C’est tout particulièrement le cas au Japon : sans doute en raison de l’influence du roman Je suis un chat de Sōseki Natsume (1867-1916), mais aussi parce qu’ils y sont très appréciés par la population. Ainsi, nombreuses sont les œuvres mettant en scène un personnage dont le quotidien est bouleversé par l’arrivée dans sa vie d’un représentant de la gent féline.
Le Chat qui venait du ciel (Neko no Kyaku), publié en 2014 par Takashi Hiraide (né en 1950), ainsi que Les mémoires d’un chat (Tabineko Ripôto), paru en 2017 et écrit par Hiro Arikawa (né en 1972), sont deux parfaits exemples de cette littérature japonaise, parfois minimaliste, qui montre l’impact subtil, mais profond de ces animaux sur la vie de leurs maîtres. Et si les chats disparaissaient du monde… (Sekai kara Neko ga Kietanara) de Genki Kawamura (né en 1979) va même plus loin en élaborant toute une réflexion philosophique à partir d’un postulat très simple : la disparition de cette espèce de la surface de la Terre.
Néanmoins, les Japonais n’ont pas inventé ce genre de récits. Déjà dans les années 80, l’écrivain français Philippe Ragueneau (1917-2003) consacre une série de cinq livres à la vie de Moune, un chat errant ayant élu domicile chez lui. Dès la parution en 1981 du premier opus, intitulé L’histoire édifiante et véridique du chat Moune, ces textes connaissent un grand succès et permettent aux lecteurs de découvrir une facette inattendue de ce héros de la Résistance.
De nombreux auteurs occidentaux lui donnant une place conséquente dans leurs œuvres semblent néanmoins préférer faire de cet animal un sujet de divertissement plutôt que de s’en servir pour formuler leurs réflexions philosophiques sur la société et le genre humain. Ils le mettent ainsi en scène dans toutes sortes de scénarios tantôt légers, tantôt dramatiques, et souvent hautement improbables.

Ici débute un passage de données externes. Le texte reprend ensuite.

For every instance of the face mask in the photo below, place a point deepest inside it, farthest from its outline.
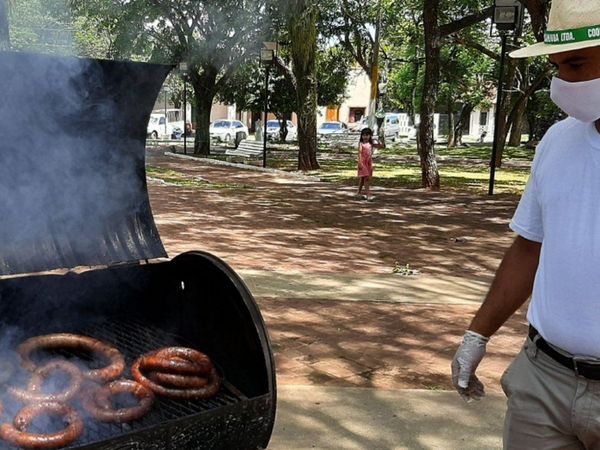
(580, 100)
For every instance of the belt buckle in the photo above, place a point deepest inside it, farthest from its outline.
(583, 359)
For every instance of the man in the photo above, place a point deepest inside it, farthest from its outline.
(553, 385)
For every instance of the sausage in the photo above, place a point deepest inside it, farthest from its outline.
(34, 393)
(164, 369)
(100, 406)
(178, 360)
(183, 394)
(178, 381)
(75, 341)
(17, 435)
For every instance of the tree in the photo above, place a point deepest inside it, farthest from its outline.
(246, 86)
(4, 30)
(434, 36)
(300, 22)
(214, 38)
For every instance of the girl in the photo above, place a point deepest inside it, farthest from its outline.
(365, 161)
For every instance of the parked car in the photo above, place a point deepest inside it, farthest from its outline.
(273, 129)
(166, 126)
(327, 128)
(226, 130)
(392, 126)
(360, 125)
(412, 132)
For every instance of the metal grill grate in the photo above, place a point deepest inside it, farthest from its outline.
(134, 338)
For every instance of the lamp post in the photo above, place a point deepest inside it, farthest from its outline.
(267, 55)
(508, 15)
(183, 68)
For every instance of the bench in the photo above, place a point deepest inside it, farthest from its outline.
(340, 140)
(246, 149)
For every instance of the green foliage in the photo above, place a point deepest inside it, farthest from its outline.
(41, 26)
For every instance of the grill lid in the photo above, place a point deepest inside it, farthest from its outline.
(72, 177)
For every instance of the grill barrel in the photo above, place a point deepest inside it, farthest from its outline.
(194, 300)
(73, 194)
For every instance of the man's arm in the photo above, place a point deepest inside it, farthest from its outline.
(511, 287)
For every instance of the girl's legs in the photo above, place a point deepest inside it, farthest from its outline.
(367, 180)
(360, 185)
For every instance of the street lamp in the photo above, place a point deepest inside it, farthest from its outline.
(507, 19)
(267, 55)
(183, 69)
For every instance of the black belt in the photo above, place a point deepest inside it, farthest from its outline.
(581, 366)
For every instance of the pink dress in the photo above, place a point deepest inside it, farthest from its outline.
(366, 158)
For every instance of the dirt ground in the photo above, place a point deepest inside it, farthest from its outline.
(274, 222)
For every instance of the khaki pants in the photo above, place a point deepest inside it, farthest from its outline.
(549, 407)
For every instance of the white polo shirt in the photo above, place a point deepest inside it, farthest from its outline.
(561, 209)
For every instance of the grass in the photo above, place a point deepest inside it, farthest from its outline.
(463, 177)
(463, 169)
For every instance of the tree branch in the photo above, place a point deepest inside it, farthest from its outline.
(476, 46)
(465, 22)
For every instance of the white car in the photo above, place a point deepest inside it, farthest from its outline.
(226, 130)
(273, 130)
(412, 133)
(168, 126)
(360, 125)
(327, 128)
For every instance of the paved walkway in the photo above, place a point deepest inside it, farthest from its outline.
(424, 289)
(312, 417)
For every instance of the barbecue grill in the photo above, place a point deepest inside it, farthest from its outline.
(73, 197)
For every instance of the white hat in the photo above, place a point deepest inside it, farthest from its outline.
(573, 25)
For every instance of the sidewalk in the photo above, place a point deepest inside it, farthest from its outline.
(425, 289)
(330, 417)
(313, 417)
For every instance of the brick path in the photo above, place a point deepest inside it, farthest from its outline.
(272, 222)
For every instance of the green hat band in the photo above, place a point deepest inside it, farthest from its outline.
(574, 35)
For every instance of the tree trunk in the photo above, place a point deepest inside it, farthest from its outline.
(303, 36)
(451, 130)
(509, 82)
(4, 30)
(459, 129)
(430, 176)
(204, 95)
(517, 122)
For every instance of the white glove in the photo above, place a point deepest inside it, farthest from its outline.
(465, 362)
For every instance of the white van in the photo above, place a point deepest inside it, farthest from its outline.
(392, 126)
(165, 126)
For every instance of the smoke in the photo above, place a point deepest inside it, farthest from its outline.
(72, 186)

Publiés entre 1966 et 2007 par l’Américaine Lilian Jackson Braun (1913-2011), les 29 tomes de la série policière Le chat qui… (The Cat who…) en sont un parfait exemple. Cette saga littéraire au ton très léger a pour un héros un journaliste d’investigation nommé Jim Qwilleran, dont les deux petits félins l’aident à résoudre des affaires en trouvant souvent de manière inattendue des indices laissés sur les scènes de crimes.

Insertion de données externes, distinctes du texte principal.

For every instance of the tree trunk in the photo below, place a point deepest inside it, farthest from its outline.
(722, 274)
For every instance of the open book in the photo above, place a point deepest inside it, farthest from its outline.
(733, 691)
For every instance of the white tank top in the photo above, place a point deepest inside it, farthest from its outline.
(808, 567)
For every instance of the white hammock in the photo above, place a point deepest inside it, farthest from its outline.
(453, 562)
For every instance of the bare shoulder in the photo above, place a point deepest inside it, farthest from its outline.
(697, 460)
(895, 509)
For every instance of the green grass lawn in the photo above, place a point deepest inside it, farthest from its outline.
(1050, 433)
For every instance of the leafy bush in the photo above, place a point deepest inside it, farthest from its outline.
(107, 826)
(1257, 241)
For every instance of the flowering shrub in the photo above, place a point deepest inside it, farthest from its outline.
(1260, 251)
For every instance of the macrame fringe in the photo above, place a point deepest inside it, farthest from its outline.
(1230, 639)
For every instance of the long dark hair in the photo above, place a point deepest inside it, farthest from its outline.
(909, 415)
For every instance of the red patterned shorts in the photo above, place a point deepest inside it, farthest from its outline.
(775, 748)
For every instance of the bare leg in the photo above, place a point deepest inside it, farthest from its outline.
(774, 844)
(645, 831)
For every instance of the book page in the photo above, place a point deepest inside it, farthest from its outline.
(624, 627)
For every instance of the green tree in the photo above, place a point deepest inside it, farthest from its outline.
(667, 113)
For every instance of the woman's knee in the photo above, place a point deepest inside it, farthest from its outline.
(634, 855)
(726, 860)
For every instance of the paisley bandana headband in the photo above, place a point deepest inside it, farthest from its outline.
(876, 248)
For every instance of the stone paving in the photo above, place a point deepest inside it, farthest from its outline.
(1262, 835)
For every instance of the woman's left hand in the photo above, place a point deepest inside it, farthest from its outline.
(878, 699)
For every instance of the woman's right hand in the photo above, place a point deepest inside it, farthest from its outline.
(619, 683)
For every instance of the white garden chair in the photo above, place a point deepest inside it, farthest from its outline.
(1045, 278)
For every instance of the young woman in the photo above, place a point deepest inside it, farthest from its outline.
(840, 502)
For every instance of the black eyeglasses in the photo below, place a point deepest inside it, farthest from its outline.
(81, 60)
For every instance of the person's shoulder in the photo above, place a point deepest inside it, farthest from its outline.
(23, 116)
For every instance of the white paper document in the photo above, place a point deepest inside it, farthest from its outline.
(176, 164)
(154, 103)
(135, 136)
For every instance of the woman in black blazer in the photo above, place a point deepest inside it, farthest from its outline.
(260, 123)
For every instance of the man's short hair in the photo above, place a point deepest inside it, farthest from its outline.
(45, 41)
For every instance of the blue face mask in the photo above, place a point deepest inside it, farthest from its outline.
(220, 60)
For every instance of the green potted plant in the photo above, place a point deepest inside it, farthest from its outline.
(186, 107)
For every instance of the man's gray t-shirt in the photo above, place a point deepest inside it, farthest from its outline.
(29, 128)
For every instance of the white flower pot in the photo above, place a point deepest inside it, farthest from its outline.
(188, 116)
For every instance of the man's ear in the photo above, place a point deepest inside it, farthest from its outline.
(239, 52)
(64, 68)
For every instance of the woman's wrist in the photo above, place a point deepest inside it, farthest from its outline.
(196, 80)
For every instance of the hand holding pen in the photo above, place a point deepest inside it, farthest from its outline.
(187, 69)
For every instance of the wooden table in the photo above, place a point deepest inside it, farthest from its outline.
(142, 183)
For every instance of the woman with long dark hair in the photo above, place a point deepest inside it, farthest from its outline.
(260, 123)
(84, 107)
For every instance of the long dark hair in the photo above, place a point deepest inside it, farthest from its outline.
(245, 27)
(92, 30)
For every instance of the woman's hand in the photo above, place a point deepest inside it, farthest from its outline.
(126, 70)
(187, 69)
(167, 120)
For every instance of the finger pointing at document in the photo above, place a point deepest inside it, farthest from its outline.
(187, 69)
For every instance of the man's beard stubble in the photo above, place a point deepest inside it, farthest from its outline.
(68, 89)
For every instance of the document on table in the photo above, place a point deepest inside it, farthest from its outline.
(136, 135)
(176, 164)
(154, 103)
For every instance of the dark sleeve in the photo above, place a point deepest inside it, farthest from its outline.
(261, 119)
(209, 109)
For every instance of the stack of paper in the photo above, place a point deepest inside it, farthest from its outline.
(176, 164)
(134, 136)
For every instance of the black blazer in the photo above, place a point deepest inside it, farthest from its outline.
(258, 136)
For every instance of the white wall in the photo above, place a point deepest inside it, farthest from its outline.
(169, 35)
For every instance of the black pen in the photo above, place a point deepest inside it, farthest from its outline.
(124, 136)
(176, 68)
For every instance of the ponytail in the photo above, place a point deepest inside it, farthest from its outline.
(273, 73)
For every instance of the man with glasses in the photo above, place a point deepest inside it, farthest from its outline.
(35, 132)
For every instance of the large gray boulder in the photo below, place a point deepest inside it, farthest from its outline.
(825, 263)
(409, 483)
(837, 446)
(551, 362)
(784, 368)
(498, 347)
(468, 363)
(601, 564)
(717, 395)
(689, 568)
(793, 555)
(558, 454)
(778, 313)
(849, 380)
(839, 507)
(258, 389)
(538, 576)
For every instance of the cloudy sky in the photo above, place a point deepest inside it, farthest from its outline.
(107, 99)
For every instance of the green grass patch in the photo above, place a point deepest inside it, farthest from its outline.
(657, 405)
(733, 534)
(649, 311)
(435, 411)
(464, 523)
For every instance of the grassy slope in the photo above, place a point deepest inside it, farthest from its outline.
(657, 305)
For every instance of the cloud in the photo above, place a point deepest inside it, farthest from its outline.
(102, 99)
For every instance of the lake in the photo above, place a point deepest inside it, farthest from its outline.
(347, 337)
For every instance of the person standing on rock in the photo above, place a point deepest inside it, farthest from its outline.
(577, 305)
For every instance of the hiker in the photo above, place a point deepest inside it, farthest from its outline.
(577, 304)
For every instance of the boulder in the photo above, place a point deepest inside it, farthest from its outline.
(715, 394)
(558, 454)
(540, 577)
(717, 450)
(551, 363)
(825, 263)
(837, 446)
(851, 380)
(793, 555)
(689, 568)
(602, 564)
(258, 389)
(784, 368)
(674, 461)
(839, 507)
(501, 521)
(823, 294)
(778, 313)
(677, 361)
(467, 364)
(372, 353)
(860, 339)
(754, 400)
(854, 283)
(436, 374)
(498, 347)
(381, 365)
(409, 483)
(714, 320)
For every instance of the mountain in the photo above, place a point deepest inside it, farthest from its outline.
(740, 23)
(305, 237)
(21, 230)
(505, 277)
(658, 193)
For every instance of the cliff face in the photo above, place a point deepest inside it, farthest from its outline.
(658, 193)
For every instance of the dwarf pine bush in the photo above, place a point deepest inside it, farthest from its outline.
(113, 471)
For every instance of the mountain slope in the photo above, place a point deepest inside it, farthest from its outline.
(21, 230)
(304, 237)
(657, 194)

En France, l’écrivain à succès Bernard Werber (né en 1961), dont l’œuvre se trouve au carrefour entre la science-fiction et la philosophie, fait la part belle à cette espèce à partir de 2016. En effet, c’est cette année-là qu’il publie Demain les chats, le premier volume d’une trilogie pensée comme un hommage à La Planète des singes. En lieu et place des chimpanzés très évolués et doués de parole du célèbre roman de son compatriote Pierre Boulle (1912-1994), il met en scène des représentants de la gent féline devenant peu à peu l’espèce dominante sur Terre, alors que l’Homme est au bord de l’extinction.
Si la conquête du monde doit encore attendre, nul doute que la gent féline a en revanche d’ores et déjà conquis la littérature.